Netherlands coordinating with Syrian Kurds for return of ISIS females

The Netherlands’ Minister of Justice and Security said on Friday his government was seeking options to cooperate with local authorities in Syria for the return of women accused of membership in the Islamic State and their children.

ERBIL (Kurdistan 24) – The Netherlands’ Minister of Justice and Security said on Friday his government was seeking options to cooperate with local authorities in Syria for the return of women accused of membership in the Islamic State and their children.

Minister Ferdinand Grapperhaus made the comments to Dutch state broadcaster NOS two weeks after a Dutch citizen died in a displacement camp in northern Syria’s Ain al-Issa from an illness, leaving two children behind. 

Officials of the Democratic Autonomous Administration (DAA) for northeast Syria first thought she was a Sudanese citizen, based on previous remarks she had made when arriving at the camp. After her death, the DAA discovered she was a Dutch citizen.

The minister said he has been in contact with the local authorities to look into the possibility of returning women associated with the Islamic State to the Netherlands, but would not comment on the deceased woman specifically.

He did, however, share that he had been talking to the Kurds for some time now. 

Grapperhaus said he wanted to find out if the Dutch government could facilitate the relocation of the women and any children with them to a safe area with the help of people “who have power over the camps.” 

This is the first time the Dutch government has confirmed it is coordinating with the local administration on the matter.

Until now, the European nation’s authorities have insisted that the women should travel to a country with a Dutch diplomatic mission and present themselves to begin the official process of returning home. The women, though, are not able to leave the country, or even the camps.

Last week, a Dutch court called on the government to bring back six of the women and their children.

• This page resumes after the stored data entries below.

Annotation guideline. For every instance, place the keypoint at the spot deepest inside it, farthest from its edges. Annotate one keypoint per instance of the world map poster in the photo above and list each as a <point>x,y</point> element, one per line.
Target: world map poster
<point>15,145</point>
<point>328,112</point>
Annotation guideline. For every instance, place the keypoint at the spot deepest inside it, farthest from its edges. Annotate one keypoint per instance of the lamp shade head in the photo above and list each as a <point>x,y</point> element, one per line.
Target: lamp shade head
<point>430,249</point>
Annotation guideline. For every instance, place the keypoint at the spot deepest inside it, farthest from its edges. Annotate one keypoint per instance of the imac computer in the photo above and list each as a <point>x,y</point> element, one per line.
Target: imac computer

The judge’s ruling stated that, if the US withdraws from northern Syria, the balance of power could shift to the detriment of Kurds and therefore also increase the danger to women and children held by them.

Co-chair of the DAA, Abdul Hamid al-Muhabash, told Kurdistan 24 on Thursday that his administration had called on various countries to take back their citizens with connections to the Islamic State.

He said that “the administration and the Syrian people demand of the states from which these ISIS fighters belong, more than 50 nationalities in all, to judge them according to their constitutions.”

He said that this was “because they committed crimes against the Syrian people and killed them, including many civilians and children, and more than 8,000 [SDF] fighters were martyred.”

As such, Muhabash stated, it was not up to them to put Islamic State fighters on trial. Instead, he contended, “They should return to their countries.” 

In a previous press conference in December, he said that, at the last count, 2,622 foreign nationals, “including 584 women and 1,248 children from 46 nationalities,” were being held in camps and prisons under the DAA's control.

That number is now growing, since the Islamic State is almost fully territorially defeated by the Syrian Democratic Forces (SDF) in its last pocket of territory in Deir al-Zor Province.